Look, maybe you can go out and find a 9 year-old undernourished girl and discover that she runs a 5:00 mile with no training, and that won't change the fact that Usain Bolt can't do it.
The point is, you can't keep using the "transitive property" of athletic talent to argue that Bolt can run sub-5 ("he's amazing at 100/200, pretty good at 400, anybody that runs a 45 second 400 can jog a sub-2 800, anybody that can run sub-2:00 for 800 can easily break 5:00 in the mile, etc). By that logic, he should be able to run a half-decent ultra, too. And you can't use the "I was a 98-lb weakling who ran a 4:40 mile, therefore studly Usain can easily beat that". These lines of reasoning are tempting at first glance, but are quickly crushed by the cold hard facts.

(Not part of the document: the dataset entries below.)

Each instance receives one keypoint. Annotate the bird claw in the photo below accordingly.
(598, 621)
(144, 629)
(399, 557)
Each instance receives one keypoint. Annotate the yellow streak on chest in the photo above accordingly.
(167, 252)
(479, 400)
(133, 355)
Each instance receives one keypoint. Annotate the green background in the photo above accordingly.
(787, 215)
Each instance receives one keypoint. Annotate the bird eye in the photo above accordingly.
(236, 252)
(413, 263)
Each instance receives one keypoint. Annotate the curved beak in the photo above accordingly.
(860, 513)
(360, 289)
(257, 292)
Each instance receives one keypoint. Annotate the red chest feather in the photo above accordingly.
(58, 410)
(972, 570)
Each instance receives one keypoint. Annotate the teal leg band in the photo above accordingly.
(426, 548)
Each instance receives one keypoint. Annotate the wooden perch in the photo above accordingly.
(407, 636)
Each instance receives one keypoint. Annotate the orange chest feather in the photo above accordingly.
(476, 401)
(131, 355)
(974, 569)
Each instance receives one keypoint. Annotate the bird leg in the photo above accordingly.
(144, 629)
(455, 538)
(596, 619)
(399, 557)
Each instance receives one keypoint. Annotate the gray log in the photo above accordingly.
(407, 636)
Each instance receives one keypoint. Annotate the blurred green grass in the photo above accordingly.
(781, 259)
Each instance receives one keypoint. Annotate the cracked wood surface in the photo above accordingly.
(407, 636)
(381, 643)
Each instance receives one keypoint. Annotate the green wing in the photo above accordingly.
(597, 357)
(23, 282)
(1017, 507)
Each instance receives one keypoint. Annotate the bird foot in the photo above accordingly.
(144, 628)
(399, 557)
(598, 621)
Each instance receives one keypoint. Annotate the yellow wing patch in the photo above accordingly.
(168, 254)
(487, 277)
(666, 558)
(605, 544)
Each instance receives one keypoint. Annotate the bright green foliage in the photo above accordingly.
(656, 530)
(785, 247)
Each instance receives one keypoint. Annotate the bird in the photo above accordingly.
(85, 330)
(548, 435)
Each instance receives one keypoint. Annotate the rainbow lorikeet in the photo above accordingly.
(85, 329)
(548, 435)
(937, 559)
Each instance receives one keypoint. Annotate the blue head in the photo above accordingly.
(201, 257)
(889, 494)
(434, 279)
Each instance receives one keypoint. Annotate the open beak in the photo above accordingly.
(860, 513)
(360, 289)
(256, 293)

All posters, henceforth, PLEASE DO NOT USE EITHER OF THE FOLLOWING 2 FALLACIES:
The "A 5-Minute Mile is Really Slow compared to 9.58 100m" fallacy, which posits that for somebody who can run an incredible sprint time, a sub-5 mile is a given because it is so much more common. A sub-3 marathon is probably even less impressive than a sub-5 mile, but Bolt would probably need several days for a marathon.
The "Wimpy 13-Year-Old Boy" fallacy, which states that some young, underdeveloped weakling was able to run Time X for the mile, and therefore the world's fastest sprinter could easily beat Time X.